#6_”Ravishing Unified Mass”
Ravishing Unified Mass, Mixed Media on Canvas, 48 × 60”
© 2015 David Alan Sincavage. All Rights Reserved.
Sometimes a painting isn’t just a painting—it’s a pause.
A breath held in the middle of time.
Wrapped in the emotions of a costly divorce and an exhilarating new love, Ravishing Unified Mass came out of that space—somewhere between chaos and calm, between the questions we ask and the silence that often answers.
The Fall
In 2015, I lost everything in my divorce.
I asked for it, and she took everything.
My dream gallery — gone.
My home — gone.
My 401(k) — emptied.
And to top it off, I was handed a $4,000-a-month, 12-year garnishment of my wages.
I looked up at the stars and thanked God for taking the weight of it all.
And I just laughed. Yes, it hurt financially. But only financially.
Laughing and doing some more painting with my music was my way of defeating the event.
The Rise
I lost everything—but I gained so much more.
In that moment, I experienced Love as the greater emotion—greater than Doubt, greater than Fear.
Love, greater than the tangible things we cling to in this life.
I could sleep at night knowing that I did not harm the other party.
In the end, money cannot buy happiness.
The Meditation
Ravishing Unified Mass carries a meditation—on joy, on awe, on what it means to be human, moving through the universe with eyes wide open.
And alongside the brushwork, these words emerged:
May the gods be so pleased with man's manic points of sacred joy
that they gift our wonder as we travel in this ravishing unified mass.
Will enough ever be enough to crawl back to Utopia?
Generations cry out loudly to be heard... only to die unheard of.
The painting doesn’t explain the poem.
And the poem doesn’t explain the painting.
They just sit together—like old friends—wondering, feeling, and holding space for anyone who stumbles across them.
The Message
This piece is about unity and finding our bliss—but also about loss.
Losing “things” that don’t hold any true value.
Yes, owning a gallery was my dream, but losing it didn’t take away my ability to create… and to create a new path.

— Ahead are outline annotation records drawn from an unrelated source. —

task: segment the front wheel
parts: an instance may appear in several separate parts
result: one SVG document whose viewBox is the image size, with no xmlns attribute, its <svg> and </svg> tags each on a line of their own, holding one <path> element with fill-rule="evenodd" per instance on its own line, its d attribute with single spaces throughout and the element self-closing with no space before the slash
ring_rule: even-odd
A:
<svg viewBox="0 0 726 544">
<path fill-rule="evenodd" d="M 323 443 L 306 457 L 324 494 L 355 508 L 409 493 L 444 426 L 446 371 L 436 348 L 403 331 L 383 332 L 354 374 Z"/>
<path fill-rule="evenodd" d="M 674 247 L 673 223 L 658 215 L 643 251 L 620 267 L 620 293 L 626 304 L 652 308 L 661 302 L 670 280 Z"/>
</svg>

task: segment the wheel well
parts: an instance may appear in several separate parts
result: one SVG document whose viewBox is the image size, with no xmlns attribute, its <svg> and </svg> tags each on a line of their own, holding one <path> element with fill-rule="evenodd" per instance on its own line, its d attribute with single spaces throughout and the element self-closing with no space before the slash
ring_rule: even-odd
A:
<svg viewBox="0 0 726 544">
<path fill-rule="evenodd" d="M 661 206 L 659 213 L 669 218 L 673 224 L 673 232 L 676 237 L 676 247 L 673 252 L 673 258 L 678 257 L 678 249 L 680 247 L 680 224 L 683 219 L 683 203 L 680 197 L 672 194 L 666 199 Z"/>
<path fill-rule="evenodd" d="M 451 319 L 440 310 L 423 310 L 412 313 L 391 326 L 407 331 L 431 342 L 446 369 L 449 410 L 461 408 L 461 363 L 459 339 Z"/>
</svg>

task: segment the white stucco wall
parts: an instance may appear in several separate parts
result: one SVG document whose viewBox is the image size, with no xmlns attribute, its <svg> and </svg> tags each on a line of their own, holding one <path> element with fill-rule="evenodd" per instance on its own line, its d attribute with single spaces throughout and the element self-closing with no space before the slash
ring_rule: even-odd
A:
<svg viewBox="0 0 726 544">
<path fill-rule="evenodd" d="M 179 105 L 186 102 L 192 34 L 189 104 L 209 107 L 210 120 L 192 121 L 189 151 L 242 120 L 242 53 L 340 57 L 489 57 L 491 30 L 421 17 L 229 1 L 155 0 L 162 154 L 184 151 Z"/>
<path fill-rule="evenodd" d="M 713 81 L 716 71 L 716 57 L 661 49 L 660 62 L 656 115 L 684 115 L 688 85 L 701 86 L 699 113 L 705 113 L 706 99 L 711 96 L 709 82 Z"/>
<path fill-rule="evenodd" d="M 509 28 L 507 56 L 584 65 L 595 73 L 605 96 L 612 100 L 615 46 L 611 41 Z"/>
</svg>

A new life of love and laughter.
It’s about how we hurtle through time together, hoping that what we feel, what we create, what we cry out… matters.
Maybe it does.
Maybe that’s the gift.
Artist’s Note
This work means a lot to me. It came from a place where everything was stripped away, and yet, there was still beauty. If you’ve ever felt like you were starting over from zero, I hope this piece reminds you: there’s still love out there. Still laughter. Still something bigger moving through you. Art saved me. Maybe it can do a little saving for you too.